Il «buen retiro» e i giochi di Giacomo bambino a San Leopardo

  • Abbonati
  • Accedi
recanati e i luoghi leopardiani

Il «buen retiro» e i giochi di Giacomo bambino a San Leopardo

Particolare del soffitto decorato a tempera della parte padronale del Villino di San Leopardo
Particolare del soffitto decorato a tempera della parte padronale del Villino di San Leopardo

«Sdraiato presso un pagliaio a San Leopardo sul crepuscolo vedendo venire un contadino all’orizzonte…». Sono i ricordi dell'infanzia e dell’adolescenza di Giacomo Leopardi, quando era ancora “Muccio”, dei giorni passati nella casina di San Leopardo: un tesoro “nascosto” tra i luoghi leopardiani, che racconta un lato inaspettato della sua vita e della sua personalità. Se tutti conoscono la biblioteca, il Colle dell'Infinito o la casa di Silvia, pochi sanno del villino dove la famiglia spesso si spostava per brevi soggiorni in campagna. E le cui porte sono state aperte per la prima volta al Sole 24 ore. Fatto costruire alla fine del Settecento dal conte Monaldo, fu affidato alla mano dello stesso decoratore che aveva affrescato la sua stanza nel palazzo di Recanati distante dal buen retiro di campagna poco meno di 5 chilometri. Una strada che Giacomo, fin da bambino, percorreva in calesse o a piedi, in compagnia dei fratelli del fattore e del precettore, definito il “Pedante” : «D’un attempato e ruvido fattore in compagnia, vermiglio, grasso florido, Pedante li segua...».

Il villino di San Leopardo è stato per Giacomo la “via di fuga” dal paterno ostello. E se l’austero palazzo di Recanati è associato agli anni di studio “matto e disperatissimo”, San Leopardo è il luogo dei giochi, delle battaglie storiche e mitologiche. “Muccio” nei giochi con i fratelli Carlo e Paolina vestiva sempre i panni dell’eroe e, con il potere della fantasia, trasformava la carriola usata per i lavori agricoli nel carro del vincitore.
Un tempo sereno trascorso fino all’adolescenza nella casina di campagna in cui la famiglia Leopardi “conviveva” con il fattore e i contadini, che abitavano il piano inferiore. «Alla condivisione degli spazi – spiega Vanni Leopardi, discendente del poeta – non corrispondeva una “confidenza”, le differenze sociali erano molto più marcate di oggi.
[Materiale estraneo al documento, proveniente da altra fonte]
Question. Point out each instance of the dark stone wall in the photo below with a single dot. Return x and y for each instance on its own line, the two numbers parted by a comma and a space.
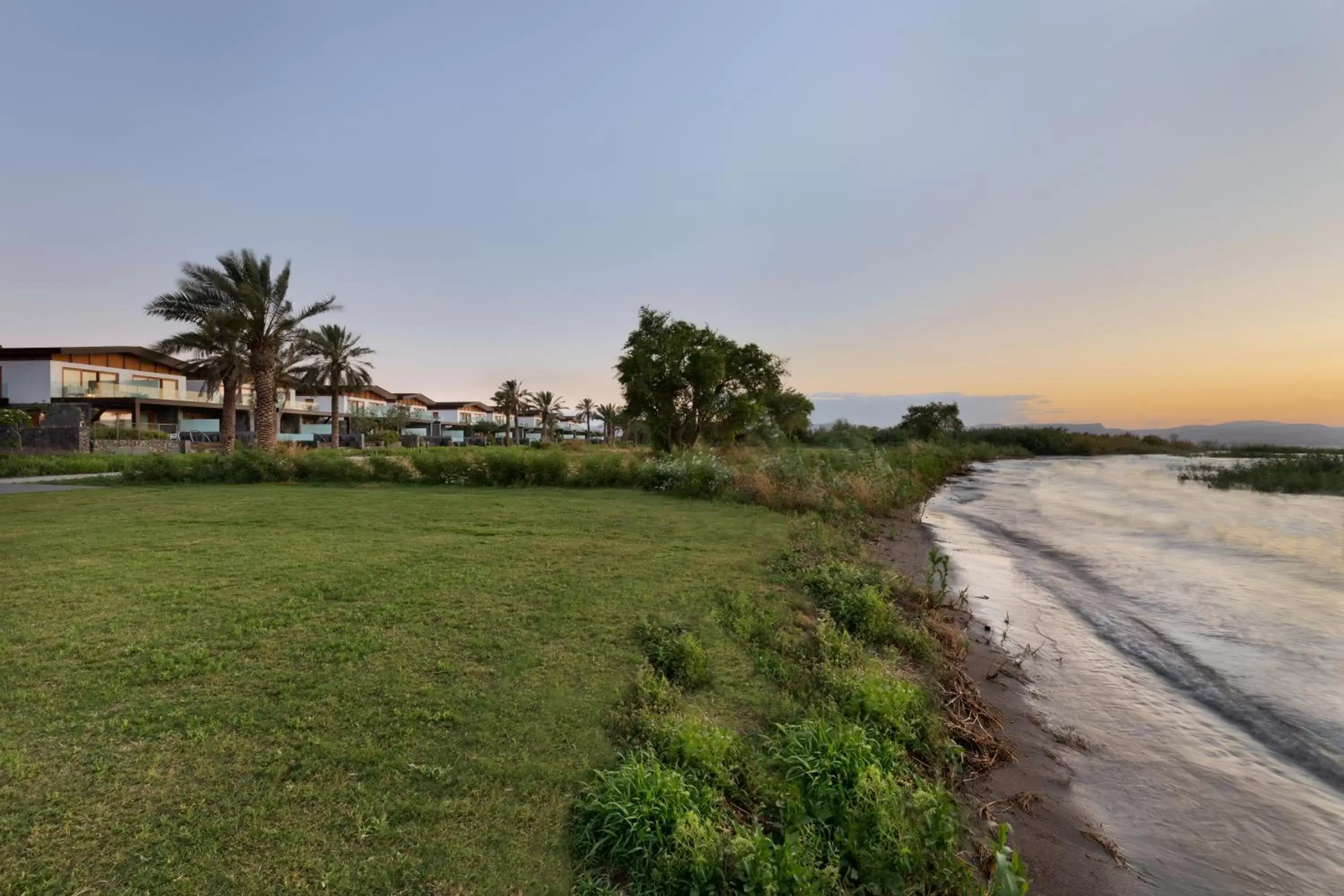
136, 447
45, 440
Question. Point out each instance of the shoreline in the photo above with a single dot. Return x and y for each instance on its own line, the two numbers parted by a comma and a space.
1033, 790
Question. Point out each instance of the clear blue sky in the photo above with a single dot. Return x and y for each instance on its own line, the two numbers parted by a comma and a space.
1121, 211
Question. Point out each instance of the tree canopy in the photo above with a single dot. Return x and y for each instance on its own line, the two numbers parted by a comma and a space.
935, 418
690, 383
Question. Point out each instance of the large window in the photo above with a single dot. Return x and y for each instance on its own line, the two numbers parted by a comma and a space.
77, 382
167, 389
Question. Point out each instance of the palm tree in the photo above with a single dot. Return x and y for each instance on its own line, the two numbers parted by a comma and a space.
335, 366
511, 397
547, 408
608, 414
267, 324
585, 410
205, 300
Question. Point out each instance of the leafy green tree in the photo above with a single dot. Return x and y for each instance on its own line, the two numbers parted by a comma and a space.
511, 398
611, 416
334, 366
789, 413
206, 299
546, 406
586, 409
687, 382
268, 324
929, 421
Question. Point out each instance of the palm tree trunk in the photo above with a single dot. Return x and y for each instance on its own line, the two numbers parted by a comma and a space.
335, 418
264, 396
229, 416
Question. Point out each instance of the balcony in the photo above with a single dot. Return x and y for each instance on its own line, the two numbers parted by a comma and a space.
121, 390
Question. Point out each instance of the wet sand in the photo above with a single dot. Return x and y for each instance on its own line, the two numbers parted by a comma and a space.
1033, 792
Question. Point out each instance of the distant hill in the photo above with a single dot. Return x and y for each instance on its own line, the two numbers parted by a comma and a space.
1236, 433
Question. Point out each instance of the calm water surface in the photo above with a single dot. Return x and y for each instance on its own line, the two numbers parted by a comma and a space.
1195, 637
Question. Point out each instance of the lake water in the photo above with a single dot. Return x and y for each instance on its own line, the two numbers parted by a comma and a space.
1195, 637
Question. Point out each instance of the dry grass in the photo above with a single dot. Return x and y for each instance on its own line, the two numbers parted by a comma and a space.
1104, 840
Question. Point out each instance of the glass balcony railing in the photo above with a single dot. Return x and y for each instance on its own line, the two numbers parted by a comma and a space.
119, 390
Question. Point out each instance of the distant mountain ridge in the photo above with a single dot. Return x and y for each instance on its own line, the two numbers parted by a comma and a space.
1233, 433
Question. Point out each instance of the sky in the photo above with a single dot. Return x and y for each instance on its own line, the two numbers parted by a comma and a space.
1128, 213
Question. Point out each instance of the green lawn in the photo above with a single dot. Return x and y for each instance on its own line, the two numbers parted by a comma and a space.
365, 689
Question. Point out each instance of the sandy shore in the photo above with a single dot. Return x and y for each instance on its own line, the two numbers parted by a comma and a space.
1031, 793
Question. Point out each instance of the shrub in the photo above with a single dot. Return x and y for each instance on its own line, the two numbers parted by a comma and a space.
506, 466
690, 474
547, 468
707, 751
675, 653
328, 466
892, 832
654, 824
388, 468
650, 700
603, 469
893, 710
796, 863
444, 466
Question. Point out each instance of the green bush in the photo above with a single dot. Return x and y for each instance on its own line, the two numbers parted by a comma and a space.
506, 468
796, 863
330, 466
605, 469
389, 468
547, 468
707, 751
893, 710
104, 432
675, 653
892, 832
650, 700
444, 466
655, 825
689, 474
60, 464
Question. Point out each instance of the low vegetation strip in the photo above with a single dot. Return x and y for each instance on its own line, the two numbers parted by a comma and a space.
1297, 473
847, 792
340, 689
835, 482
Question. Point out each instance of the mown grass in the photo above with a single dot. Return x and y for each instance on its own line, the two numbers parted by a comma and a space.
362, 689
1301, 473
846, 793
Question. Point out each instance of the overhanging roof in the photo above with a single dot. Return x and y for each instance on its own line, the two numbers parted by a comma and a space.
455, 406
47, 354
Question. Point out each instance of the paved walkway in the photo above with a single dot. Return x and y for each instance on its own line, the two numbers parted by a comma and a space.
19, 488
61, 477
Poteva anche capitare che i giovanissimi Leopardi giocassero con i figli dei coloni, ma questo non accorciava le distanze».

San Leopardo “torna” nelle opere di Giacomo, “Il sogno”, “La vita solitaria” e “La Dimenticanza”. Della tenuta dei Leopardi fa parte anche un'antica scuderia e, a poca distanza della casina, c'è la tomba di Carlo Leopardi: il fratello prediletto di Giacomo. Una costruzione circolare in stile barocco che imita il tempietto di San Pietro in Montorio a Roma. Rapporti tesi, per questioni ereditarie, avevano portato un nipote a negare la cappella di famiglia per la sepoltura dello zio, per questo la vedova di Carlo fece costruire la tomba nel terreno annesso alla propria residenza di campagna, attigua al villino di San Leopardo.

Il villino, già lesionato dai terremoti precedenti è stato gravemente danneggiato dall'ultimo del 2016. «Vorremmo ristrutturarlo perché è un posto che ci “racconta” di un Giacomo libero, sereno, che gioca con i suoi fratelli – spiega Vanni - il paesaggio intorno non ha subìto grandi modifiche architettoniche ed è rimasto abbastanza intatto».